Quizá este era su momento, y si en
realidad lo era, ambos sabían perfecta e inexorablemente que no deberían perderlo,
como sucede cuando un reloj de arena necesita ser dado al opuesto para comenzar
un ciclo nuevo. Se tentaron de risa, y esperaron el uno del otro que saliese de
una boca aquella palabra que encierra todo sentimiento. Cuando caía el sol
sobre sus hombros alguien los vio desde lejos, y pensó que aquellos jóvenes le
recordaban un pasado que ya había quedado para él en vagos recuerdos. Se levantaron
de aquel banco de plaza que habían elegido para su reencuentro. Tomados de la
mano caminaron hacia el bajo, felices y abrumados por la aventura que los
volvía a encontrar juntos. Ya el sol caía sobre el gris asfalto de calles
desoladas imprevistamente en una jungla de cemento.
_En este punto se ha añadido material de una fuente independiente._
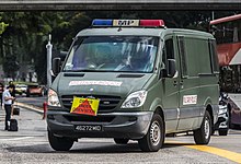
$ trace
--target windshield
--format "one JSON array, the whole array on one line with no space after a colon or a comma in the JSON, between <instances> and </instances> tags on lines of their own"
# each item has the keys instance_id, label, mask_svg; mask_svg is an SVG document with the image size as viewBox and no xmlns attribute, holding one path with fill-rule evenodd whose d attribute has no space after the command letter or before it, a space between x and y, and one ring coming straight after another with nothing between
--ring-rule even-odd
<instances>
[{"instance_id":1,"label":"windshield","mask_svg":"<svg viewBox=\"0 0 241 164\"><path fill-rule=\"evenodd\" d=\"M64 71L151 72L158 37L79 37L71 47Z\"/></svg>"}]
</instances>

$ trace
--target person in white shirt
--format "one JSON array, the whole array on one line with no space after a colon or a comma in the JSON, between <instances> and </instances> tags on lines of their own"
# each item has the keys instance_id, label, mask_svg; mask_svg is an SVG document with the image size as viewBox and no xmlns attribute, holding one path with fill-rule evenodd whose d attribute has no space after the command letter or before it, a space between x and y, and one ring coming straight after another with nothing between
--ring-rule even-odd
<instances>
[{"instance_id":1,"label":"person in white shirt","mask_svg":"<svg viewBox=\"0 0 241 164\"><path fill-rule=\"evenodd\" d=\"M2 93L2 103L5 109L5 128L4 130L9 130L10 119L11 119L11 112L12 112L12 101L15 97L11 96L11 92L13 91L13 86L9 85L7 90Z\"/></svg>"}]
</instances>

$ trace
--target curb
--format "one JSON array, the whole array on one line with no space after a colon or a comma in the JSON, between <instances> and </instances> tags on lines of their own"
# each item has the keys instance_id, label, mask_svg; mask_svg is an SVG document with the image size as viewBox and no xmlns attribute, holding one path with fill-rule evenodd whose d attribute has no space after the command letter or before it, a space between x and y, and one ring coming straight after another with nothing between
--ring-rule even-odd
<instances>
[{"instance_id":1,"label":"curb","mask_svg":"<svg viewBox=\"0 0 241 164\"><path fill-rule=\"evenodd\" d=\"M16 103L16 106L19 107L23 107L23 108L26 108L26 109L30 109L30 110L34 110L38 114L44 114L44 110L43 108L38 107L38 106L34 106L34 105L28 105L28 104L24 104L24 103Z\"/></svg>"}]
</instances>

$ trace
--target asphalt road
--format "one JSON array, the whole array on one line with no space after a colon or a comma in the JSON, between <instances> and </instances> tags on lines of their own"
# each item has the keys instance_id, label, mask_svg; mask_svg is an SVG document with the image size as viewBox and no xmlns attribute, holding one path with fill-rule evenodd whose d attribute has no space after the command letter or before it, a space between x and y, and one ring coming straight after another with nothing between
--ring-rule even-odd
<instances>
[{"instance_id":1,"label":"asphalt road","mask_svg":"<svg viewBox=\"0 0 241 164\"><path fill-rule=\"evenodd\" d=\"M76 163L241 163L241 131L227 137L213 136L208 145L195 145L185 133L167 138L159 152L141 152L136 141L115 144L113 139L79 139L68 152L54 151L47 140L42 115L21 108L19 131L3 131L4 112L0 109L0 164L76 164Z\"/></svg>"},{"instance_id":2,"label":"asphalt road","mask_svg":"<svg viewBox=\"0 0 241 164\"><path fill-rule=\"evenodd\" d=\"M43 103L47 101L47 96L31 96L26 97L25 95L16 95L16 101L20 103L33 105L43 108Z\"/></svg>"}]
</instances>

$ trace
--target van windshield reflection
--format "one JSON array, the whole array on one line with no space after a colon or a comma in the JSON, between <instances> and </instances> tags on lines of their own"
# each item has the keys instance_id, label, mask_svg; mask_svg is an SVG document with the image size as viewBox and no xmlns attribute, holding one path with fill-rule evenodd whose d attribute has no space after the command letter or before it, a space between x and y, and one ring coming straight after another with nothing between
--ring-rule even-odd
<instances>
[{"instance_id":1,"label":"van windshield reflection","mask_svg":"<svg viewBox=\"0 0 241 164\"><path fill-rule=\"evenodd\" d=\"M64 71L152 72L158 38L150 36L79 37Z\"/></svg>"}]
</instances>

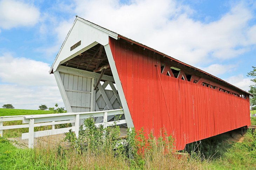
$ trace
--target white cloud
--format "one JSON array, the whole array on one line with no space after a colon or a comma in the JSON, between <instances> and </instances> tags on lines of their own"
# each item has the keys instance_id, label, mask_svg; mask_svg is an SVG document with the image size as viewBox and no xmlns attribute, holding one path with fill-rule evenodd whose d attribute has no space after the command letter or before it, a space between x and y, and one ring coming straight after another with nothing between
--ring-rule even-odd
<instances>
[{"instance_id":1,"label":"white cloud","mask_svg":"<svg viewBox=\"0 0 256 170\"><path fill-rule=\"evenodd\" d=\"M72 19L68 21L64 21L60 23L59 25L55 28L55 31L57 33L58 42L63 43L68 35L71 27L73 24L74 19Z\"/></svg>"},{"instance_id":2,"label":"white cloud","mask_svg":"<svg viewBox=\"0 0 256 170\"><path fill-rule=\"evenodd\" d=\"M21 86L52 86L55 83L48 74L50 67L43 62L5 54L0 57L0 80Z\"/></svg>"},{"instance_id":3,"label":"white cloud","mask_svg":"<svg viewBox=\"0 0 256 170\"><path fill-rule=\"evenodd\" d=\"M224 80L242 90L248 91L249 86L254 84L249 78L244 78L242 74L232 76Z\"/></svg>"},{"instance_id":4,"label":"white cloud","mask_svg":"<svg viewBox=\"0 0 256 170\"><path fill-rule=\"evenodd\" d=\"M225 65L213 64L207 67L200 68L213 75L217 76L233 71L236 66L236 65L234 64Z\"/></svg>"},{"instance_id":5,"label":"white cloud","mask_svg":"<svg viewBox=\"0 0 256 170\"><path fill-rule=\"evenodd\" d=\"M38 9L31 4L13 0L0 1L0 28L33 26L40 16Z\"/></svg>"},{"instance_id":6,"label":"white cloud","mask_svg":"<svg viewBox=\"0 0 256 170\"><path fill-rule=\"evenodd\" d=\"M243 2L207 23L174 0L76 1L75 6L79 16L191 65L235 57L256 44L256 25L249 24L254 12Z\"/></svg>"},{"instance_id":7,"label":"white cloud","mask_svg":"<svg viewBox=\"0 0 256 170\"><path fill-rule=\"evenodd\" d=\"M10 54L0 57L0 107L11 103L16 109L37 109L41 104L64 106L48 64Z\"/></svg>"}]
</instances>

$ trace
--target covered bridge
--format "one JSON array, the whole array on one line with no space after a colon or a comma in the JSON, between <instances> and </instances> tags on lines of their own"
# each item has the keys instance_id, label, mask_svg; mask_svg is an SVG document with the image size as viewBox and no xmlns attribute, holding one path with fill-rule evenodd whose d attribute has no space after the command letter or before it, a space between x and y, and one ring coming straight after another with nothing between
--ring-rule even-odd
<instances>
[{"instance_id":1,"label":"covered bridge","mask_svg":"<svg viewBox=\"0 0 256 170\"><path fill-rule=\"evenodd\" d=\"M250 124L249 94L78 17L49 73L68 112L122 107L128 127L165 128L178 150Z\"/></svg>"}]
</instances>

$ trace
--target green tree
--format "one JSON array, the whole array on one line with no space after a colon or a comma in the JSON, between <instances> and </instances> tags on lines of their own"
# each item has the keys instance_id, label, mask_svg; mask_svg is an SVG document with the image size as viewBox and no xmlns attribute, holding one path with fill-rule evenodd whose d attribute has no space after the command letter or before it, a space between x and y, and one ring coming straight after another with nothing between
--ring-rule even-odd
<instances>
[{"instance_id":1,"label":"green tree","mask_svg":"<svg viewBox=\"0 0 256 170\"><path fill-rule=\"evenodd\" d=\"M4 109L14 109L14 107L12 104L6 104L3 105L2 107Z\"/></svg>"},{"instance_id":2,"label":"green tree","mask_svg":"<svg viewBox=\"0 0 256 170\"><path fill-rule=\"evenodd\" d=\"M41 104L40 106L39 106L39 109L40 110L46 110L47 109L48 109L48 108L47 107L47 106L45 104Z\"/></svg>"},{"instance_id":3,"label":"green tree","mask_svg":"<svg viewBox=\"0 0 256 170\"><path fill-rule=\"evenodd\" d=\"M256 106L256 67L252 66L252 70L248 73L247 76L251 77L252 79L251 80L255 84L250 86L250 90L248 92L254 95L250 99L251 105L253 108Z\"/></svg>"}]
</instances>

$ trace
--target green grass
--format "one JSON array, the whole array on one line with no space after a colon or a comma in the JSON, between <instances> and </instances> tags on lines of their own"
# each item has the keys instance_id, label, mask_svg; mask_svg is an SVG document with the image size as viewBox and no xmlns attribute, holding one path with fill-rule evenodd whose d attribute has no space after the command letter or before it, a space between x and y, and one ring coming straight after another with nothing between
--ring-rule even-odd
<instances>
[{"instance_id":1,"label":"green grass","mask_svg":"<svg viewBox=\"0 0 256 170\"><path fill-rule=\"evenodd\" d=\"M251 122L252 125L256 125L256 118L252 118ZM239 130L237 131L239 132ZM150 154L146 153L140 160L141 162L128 161L111 151L95 155L79 154L69 149L64 151L58 147L18 149L0 138L0 170L135 169L134 163L142 163L140 167L142 169L256 169L256 133L253 134L251 130L248 130L241 142L229 140L231 134L221 134L202 141L203 146L200 147L204 155L214 154L218 151L214 156L204 160L196 154L191 154L188 159L176 159L163 155L157 148ZM208 159L209 157L211 158Z\"/></svg>"},{"instance_id":2,"label":"green grass","mask_svg":"<svg viewBox=\"0 0 256 170\"><path fill-rule=\"evenodd\" d=\"M53 113L51 110L29 110L25 109L0 109L0 116L7 116L25 115L27 114L50 114Z\"/></svg>"},{"instance_id":3,"label":"green grass","mask_svg":"<svg viewBox=\"0 0 256 170\"><path fill-rule=\"evenodd\" d=\"M0 116L16 115L25 115L28 114L50 114L53 113L51 110L29 110L25 109L0 109ZM21 125L22 120L6 121L4 122L4 126ZM35 131L48 130L51 129L50 126L36 127ZM20 128L19 129L5 130L3 131L3 136L5 138L20 137L21 134L28 132L28 128Z\"/></svg>"}]
</instances>

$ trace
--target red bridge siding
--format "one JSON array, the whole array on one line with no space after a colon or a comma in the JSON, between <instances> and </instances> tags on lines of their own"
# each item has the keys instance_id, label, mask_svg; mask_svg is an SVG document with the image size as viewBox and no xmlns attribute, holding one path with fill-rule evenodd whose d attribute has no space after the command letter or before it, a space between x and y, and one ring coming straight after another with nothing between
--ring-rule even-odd
<instances>
[{"instance_id":1,"label":"red bridge siding","mask_svg":"<svg viewBox=\"0 0 256 170\"><path fill-rule=\"evenodd\" d=\"M178 149L186 144L250 124L245 99L160 74L159 59L149 50L110 38L109 44L135 128L159 134L164 127ZM163 91L170 112L171 127Z\"/></svg>"}]
</instances>

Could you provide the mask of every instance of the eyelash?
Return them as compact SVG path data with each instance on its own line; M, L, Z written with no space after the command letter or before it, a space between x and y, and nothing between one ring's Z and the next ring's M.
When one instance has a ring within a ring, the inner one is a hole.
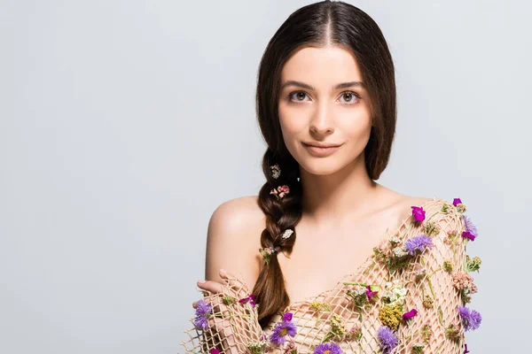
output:
M292 100L292 96L293 96L294 94L299 94L299 93L303 93L303 94L307 95L307 96L309 96L309 95L308 95L308 94L307 94L305 91L293 91L293 92L292 92L292 93L290 93L290 94L288 95L288 102L289 102L290 104L303 104L303 101L297 101L297 100L295 100L295 101L294 101L294 100ZM351 103L342 103L342 104L345 104L345 105L355 105L355 104L358 104L358 102L359 102L359 101L360 101L360 99L362 98L362 97L360 96L360 95L358 95L356 92L353 92L353 91L343 91L343 92L340 94L340 97L341 97L341 96L343 96L345 94L351 94L351 95L353 95L354 96L356 96L356 102L355 102L355 103L353 103L353 104L351 104Z

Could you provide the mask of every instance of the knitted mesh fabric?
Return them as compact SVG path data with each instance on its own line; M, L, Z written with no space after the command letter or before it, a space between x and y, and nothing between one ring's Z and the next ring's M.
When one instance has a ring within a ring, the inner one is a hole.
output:
M223 304L223 296L241 299L249 295L241 277L227 280L223 294L207 292L204 297L207 302L213 304L215 316L223 317L209 317L209 326L205 330L194 327L187 330L188 338L182 342L184 352L210 353L212 349L218 350L220 353L262 352L258 350L253 351L249 345L254 343L260 347L261 341L266 344L268 341L263 341L265 336L270 336L274 326L283 320L282 316L286 312L293 313L292 321L297 326L297 334L293 337L287 336L283 345L270 346L269 354L312 353L314 347L326 336L327 341L337 343L343 353L378 352L380 347L377 332L383 326L379 317L379 309L384 305L382 295L387 282L389 286L390 281L395 281L406 289L403 312L416 309L418 314L409 323L400 321L395 331L398 344L392 352L410 354L413 346L420 343L424 348L419 352L462 354L465 336L458 306L465 303L460 291L453 286L452 272L446 271L443 263L448 261L450 268L450 262L454 271L464 269L467 242L461 236L462 231L466 230L463 211L436 197L421 206L426 211L423 221L415 221L413 216L409 216L393 234L387 233L374 249L389 255L393 247L389 236L398 238L395 241L399 241L398 245L401 246L411 237L427 235L426 227L432 224L435 227L435 231L431 233L434 247L413 257L406 266L390 272L388 265L376 252L353 273L345 275L332 289L304 301L292 303L264 328L261 328L257 321L257 308L253 308L249 303ZM457 236L454 237L452 233ZM426 277L419 276L422 268L425 269ZM375 285L380 287L380 291L368 304L359 307L348 290L360 289L360 286L346 285L345 282ZM428 306L424 305L426 296L432 299L432 306L426 302ZM458 329L455 339L445 335L445 329L450 325L454 325ZM361 335L353 337L341 335L354 327L360 327ZM427 328L430 329L428 338L423 331L425 329L426 334ZM340 335L332 336L332 330ZM297 351L286 350L290 342L292 348Z

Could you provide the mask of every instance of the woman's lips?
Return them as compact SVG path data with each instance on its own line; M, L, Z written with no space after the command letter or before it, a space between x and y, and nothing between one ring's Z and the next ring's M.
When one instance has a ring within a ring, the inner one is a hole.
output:
M309 152L310 152L310 155L318 156L318 157L329 156L332 152L334 152L338 149L340 149L340 147L341 146L341 145L338 145L338 146L332 146L332 147L328 147L328 148L319 148L317 146L306 144L305 142L303 142L302 144L307 149L307 150Z

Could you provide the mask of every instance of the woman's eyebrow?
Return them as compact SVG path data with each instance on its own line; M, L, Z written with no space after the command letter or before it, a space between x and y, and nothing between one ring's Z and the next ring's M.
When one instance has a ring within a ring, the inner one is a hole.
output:
M293 80L289 80L286 82L283 83L281 85L281 89L285 89L285 88L286 88L288 86L297 86L297 87L302 88L316 90L316 88L313 86L309 85L308 83L301 82L301 81L296 81ZM356 87L364 88L364 82L362 82L362 81L341 82L341 83L334 85L332 87L332 89L341 89L341 88L356 88Z

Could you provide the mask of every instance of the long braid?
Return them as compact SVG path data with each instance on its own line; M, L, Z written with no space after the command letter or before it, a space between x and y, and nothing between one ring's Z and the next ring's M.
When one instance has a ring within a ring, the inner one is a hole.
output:
M281 171L277 179L271 171L271 166L276 164ZM301 187L298 181L299 165L292 156L283 159L268 149L262 159L262 171L267 181L261 188L258 203L266 216L266 228L261 234L261 245L273 251L267 256L253 294L259 304L259 322L263 327L279 310L290 304L278 254L290 254L295 242L295 226L301 218ZM282 198L270 194L272 189L285 185L290 191ZM283 237L288 229L292 234Z

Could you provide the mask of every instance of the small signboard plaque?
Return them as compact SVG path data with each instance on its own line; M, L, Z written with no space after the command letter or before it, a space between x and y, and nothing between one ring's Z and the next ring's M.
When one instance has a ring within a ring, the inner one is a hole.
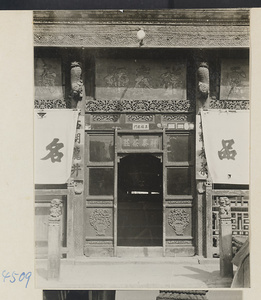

Pero ellos iban aferrados a
su alma, con ambos corazones palpitantes al igual que Creúsa sintió por su bien
amado esposo luego de escapar de las llamas que cuasi lo fenecen con su voraz
vivo fuego hambriento.
Aquí fallece este relato, sin más
que agregar. Cuando de improviso un errante vagabundo rompió el sortilegio de
aquellos amados tratando de arrebatar la miseria con una hoja, traspasando uno
de los corazones que anhelaba seguir palpitando los acordes de este amor
sediento.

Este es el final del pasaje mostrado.